这话如果换个人说,像在骂人,但对象是谢观南就分外字如其意,他的的确确在亲自己的妹妹。
手机响了,司机师傅来电,他们消失得有点久。
他一边简短回复,单手将出走的人拉回来,语气急促,“我和孙介雨是恰巧碰到。”
“然后顺便接触接触。”翻了个白眼。
“听着,爷爷的想法,我没办法控制。”他咬牙,“我们就是在既定的轨迹里寻找以后的出路,不是吗?”
她愣住,暂停挣扎,“我们,出路,有么。”
每次说到以后,昭昭都会瞬间噤声。
如她之前所说,以后他们也是兄妹。好消息是不会走远,坏消息是不能更近。
没什么好说的了。他松开手,“算了,你年级还小,以后再说。”
对于以后,贷款焦虑会加重她的心理负荷,也不利于病情恢复。
本来往前走着,听到这话她气得回头指着他,“你还好意思说我,好像我们年级差好多似的。”
“好的,大姐。”双手投降。
“不要装作深谋远虑的样子。”好像她是让人忧思的负累一样,实在让人讨厌极了。
走到熟悉的停车位,她拉开后车门,挡住后面的人,“坐前面。”
“行啊。”谢观南从善如流,在司机师傅惊讶的目光中做到副驾,“这样消气吧,大小姐。”
时差让人头昏脑涨,她独占后座闭目养神,“暂时不想看到你的脸。”
“也不是不可以。”他转过头不再看后面,低声嘱咐,“空调开大点。”
拇指在屏幕轻点几下,孙介雨的聊天界面显示最新消息:【上次你的提议我同意】。
对面很快回复:【合作愉快。】
点开个人主页,普通到乏味,头像是岁月静好的“好嫁风”。朋友圈布满吃喝玩乐,玩得一手好“扮猪吃老虎”。
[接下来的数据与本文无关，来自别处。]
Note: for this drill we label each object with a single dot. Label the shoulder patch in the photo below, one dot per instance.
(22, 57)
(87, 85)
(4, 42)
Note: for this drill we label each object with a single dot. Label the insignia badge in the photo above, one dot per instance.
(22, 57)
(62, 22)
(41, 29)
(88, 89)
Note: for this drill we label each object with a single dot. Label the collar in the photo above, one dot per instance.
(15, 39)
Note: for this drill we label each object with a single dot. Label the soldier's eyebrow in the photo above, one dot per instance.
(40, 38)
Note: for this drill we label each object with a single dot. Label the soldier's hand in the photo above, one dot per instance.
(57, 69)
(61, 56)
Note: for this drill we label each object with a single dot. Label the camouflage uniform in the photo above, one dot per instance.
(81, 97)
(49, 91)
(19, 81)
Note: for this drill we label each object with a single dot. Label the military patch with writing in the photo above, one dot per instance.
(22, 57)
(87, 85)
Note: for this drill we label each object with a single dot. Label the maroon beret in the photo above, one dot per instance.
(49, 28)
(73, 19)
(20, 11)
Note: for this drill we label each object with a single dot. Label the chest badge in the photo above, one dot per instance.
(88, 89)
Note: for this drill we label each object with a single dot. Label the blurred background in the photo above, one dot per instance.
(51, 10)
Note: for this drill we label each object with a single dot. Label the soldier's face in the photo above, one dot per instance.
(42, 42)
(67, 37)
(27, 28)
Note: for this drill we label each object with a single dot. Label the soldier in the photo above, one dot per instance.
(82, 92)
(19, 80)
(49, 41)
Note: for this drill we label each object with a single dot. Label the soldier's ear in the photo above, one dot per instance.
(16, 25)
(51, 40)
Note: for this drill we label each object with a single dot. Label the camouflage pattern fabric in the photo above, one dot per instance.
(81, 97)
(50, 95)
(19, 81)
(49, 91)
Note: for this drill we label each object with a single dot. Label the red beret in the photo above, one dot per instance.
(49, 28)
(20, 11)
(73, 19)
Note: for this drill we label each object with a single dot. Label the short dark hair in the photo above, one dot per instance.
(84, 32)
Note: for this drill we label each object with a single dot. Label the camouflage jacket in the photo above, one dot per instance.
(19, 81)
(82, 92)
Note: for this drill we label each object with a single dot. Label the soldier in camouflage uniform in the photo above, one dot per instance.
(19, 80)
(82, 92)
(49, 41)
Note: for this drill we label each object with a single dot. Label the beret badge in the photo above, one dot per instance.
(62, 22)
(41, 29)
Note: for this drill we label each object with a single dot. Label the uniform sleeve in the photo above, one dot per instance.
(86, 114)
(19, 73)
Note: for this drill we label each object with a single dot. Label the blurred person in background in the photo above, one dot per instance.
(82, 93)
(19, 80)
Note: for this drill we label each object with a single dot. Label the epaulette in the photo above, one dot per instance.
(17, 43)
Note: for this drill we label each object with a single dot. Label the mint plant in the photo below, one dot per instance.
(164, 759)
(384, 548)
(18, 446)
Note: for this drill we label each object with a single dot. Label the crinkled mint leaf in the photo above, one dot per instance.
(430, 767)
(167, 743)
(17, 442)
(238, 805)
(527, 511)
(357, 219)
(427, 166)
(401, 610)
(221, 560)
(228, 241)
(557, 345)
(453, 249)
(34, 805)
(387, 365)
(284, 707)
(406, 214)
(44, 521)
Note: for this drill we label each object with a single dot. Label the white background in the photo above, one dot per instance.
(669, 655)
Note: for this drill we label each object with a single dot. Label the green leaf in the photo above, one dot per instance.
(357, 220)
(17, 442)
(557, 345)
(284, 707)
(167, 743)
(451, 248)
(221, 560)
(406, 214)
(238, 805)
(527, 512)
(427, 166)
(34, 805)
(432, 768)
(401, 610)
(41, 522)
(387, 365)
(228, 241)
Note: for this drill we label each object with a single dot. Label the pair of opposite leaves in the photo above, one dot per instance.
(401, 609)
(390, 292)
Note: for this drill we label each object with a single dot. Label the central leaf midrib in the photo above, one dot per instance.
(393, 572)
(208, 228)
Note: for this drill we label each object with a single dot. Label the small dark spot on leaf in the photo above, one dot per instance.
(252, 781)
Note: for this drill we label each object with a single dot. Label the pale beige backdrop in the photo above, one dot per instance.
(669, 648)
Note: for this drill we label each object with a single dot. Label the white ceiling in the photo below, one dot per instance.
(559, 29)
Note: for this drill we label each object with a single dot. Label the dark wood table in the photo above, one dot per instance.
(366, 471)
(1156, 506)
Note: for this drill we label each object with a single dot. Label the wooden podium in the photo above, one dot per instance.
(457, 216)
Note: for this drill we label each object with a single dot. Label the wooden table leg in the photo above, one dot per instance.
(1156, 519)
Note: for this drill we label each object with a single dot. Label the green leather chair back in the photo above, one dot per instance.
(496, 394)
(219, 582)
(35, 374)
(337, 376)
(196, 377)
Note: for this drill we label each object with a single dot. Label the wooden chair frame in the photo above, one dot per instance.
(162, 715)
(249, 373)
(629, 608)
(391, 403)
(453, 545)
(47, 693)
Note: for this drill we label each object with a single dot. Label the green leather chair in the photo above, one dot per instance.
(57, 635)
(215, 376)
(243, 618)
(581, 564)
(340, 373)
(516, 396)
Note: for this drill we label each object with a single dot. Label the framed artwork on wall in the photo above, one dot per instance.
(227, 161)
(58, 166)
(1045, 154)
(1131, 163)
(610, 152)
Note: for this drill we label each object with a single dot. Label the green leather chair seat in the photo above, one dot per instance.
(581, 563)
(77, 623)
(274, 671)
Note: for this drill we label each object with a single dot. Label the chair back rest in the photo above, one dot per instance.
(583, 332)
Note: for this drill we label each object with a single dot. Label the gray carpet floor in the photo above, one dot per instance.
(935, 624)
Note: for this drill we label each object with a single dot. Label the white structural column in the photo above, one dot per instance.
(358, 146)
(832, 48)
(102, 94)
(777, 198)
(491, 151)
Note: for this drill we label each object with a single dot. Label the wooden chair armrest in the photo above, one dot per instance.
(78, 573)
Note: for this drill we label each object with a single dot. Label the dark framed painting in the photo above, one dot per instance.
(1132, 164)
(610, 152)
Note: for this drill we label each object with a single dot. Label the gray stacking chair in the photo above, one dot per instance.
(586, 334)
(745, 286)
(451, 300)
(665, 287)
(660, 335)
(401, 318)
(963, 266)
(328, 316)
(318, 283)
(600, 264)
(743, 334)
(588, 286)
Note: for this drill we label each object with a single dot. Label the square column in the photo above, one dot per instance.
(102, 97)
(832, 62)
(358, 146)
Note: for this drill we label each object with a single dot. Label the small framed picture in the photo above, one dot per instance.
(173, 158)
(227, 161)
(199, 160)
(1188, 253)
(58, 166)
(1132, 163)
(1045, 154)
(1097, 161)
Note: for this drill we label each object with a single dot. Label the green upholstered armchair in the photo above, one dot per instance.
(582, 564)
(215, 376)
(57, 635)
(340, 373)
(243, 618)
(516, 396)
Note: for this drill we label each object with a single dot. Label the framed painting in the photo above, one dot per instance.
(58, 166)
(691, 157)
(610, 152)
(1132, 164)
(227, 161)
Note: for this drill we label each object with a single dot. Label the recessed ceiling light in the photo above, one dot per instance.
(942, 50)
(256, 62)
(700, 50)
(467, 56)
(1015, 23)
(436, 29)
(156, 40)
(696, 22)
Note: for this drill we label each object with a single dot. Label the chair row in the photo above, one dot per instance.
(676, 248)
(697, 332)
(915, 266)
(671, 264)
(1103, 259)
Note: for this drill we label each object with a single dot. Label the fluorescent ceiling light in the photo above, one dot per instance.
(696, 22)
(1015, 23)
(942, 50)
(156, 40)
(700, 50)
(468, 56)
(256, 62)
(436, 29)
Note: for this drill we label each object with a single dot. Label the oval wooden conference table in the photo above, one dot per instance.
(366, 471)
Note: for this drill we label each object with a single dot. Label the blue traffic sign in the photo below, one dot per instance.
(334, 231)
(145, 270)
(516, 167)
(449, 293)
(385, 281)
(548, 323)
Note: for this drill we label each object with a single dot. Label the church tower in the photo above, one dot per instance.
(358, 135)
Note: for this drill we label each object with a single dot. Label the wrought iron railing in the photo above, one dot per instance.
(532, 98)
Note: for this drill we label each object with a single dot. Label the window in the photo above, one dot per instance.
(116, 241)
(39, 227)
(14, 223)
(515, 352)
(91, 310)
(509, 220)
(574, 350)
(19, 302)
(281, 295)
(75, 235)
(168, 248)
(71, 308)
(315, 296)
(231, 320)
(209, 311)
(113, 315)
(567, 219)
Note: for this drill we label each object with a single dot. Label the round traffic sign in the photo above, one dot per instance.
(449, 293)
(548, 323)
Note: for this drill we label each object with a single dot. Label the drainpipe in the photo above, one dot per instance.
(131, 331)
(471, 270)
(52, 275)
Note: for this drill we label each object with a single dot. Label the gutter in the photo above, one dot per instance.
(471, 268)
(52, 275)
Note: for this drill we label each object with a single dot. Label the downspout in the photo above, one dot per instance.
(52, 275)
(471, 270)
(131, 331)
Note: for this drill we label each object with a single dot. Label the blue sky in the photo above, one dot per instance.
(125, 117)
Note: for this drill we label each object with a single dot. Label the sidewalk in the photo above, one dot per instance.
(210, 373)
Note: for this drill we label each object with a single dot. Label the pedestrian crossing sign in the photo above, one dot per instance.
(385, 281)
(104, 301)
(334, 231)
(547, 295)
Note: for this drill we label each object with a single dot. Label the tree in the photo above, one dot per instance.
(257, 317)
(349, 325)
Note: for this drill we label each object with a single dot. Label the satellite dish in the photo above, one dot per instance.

回到家里天都黑了,晚餐已经备好,昭昭心气不畅,“不吃了,我想睡觉。”
“先吃再睡。”谢观南不有分说按住她的肩膀。
她绕开:“没胃口。”
陈叔跟着劝,“都是您喜欢吃的菜。”
他拉开椅子,立在旁边,“昭昭,坐下。”
软硬兼施搞得她像在无理取闹。
好吧,可能也有点。
终于落座,“你厉害。”
无言对坐的气氛没有尬到谢观南,席间突然出声,一脸严肃,“怎么就洗掉了。”
“实在难闻。”不得不和他面对面吃晚餐,已经很难受了,还不能在别处让自己舒畅点。
他没再谴责,“待会儿睡觉之前我再帮你擦。”
“别,也不疼。擦了怕是睡不着。”
“没散淤记得跟我说。”
“嗯嗯。”见他作罢,她答得干脆。
吃完饭,她逃似的上楼,生怕他又硬给擦药。
洗澡出来,昭昭却彻底没了睡意,一算时间,苏黎世还是下午,按这听话的生物钟睡得着就怪了。
“咚、咚、咚。”敲门声节奏缓慢,非常有耐心。
低沉的嗓音伴随而来:“昭昭,开门。”
门再度打开,只露出半个身子,“干嘛,我不疼。”
“没有药。”他无辜地举起双手,空空如也。
她后退让出空间,“有什么不能在外面说。”
“咔嚓”一声,门里门外两个世界。
檀木气息不断逼近,昭昭躲开反客为主的人,“干嘛。”
“我对孙介雨没半点心思。”怀里的人还带着沐浴露的芬芳,他低头在白皙的肩胛骨深吸一口。
又是这个名字。她叹笑一声:“跟我又没关系,说这些干什么。”
相顾无言,说什么都有一个隐匿的雷等着引爆。
眼神总是避无可避,也最易燃烧。
于是眼神纵火,嘴唇助燃。
裸露的皮肤吸引更多的抚触,半系的浴袍坠落在地。
说再多,都不如亲身体验,来得切实深刻。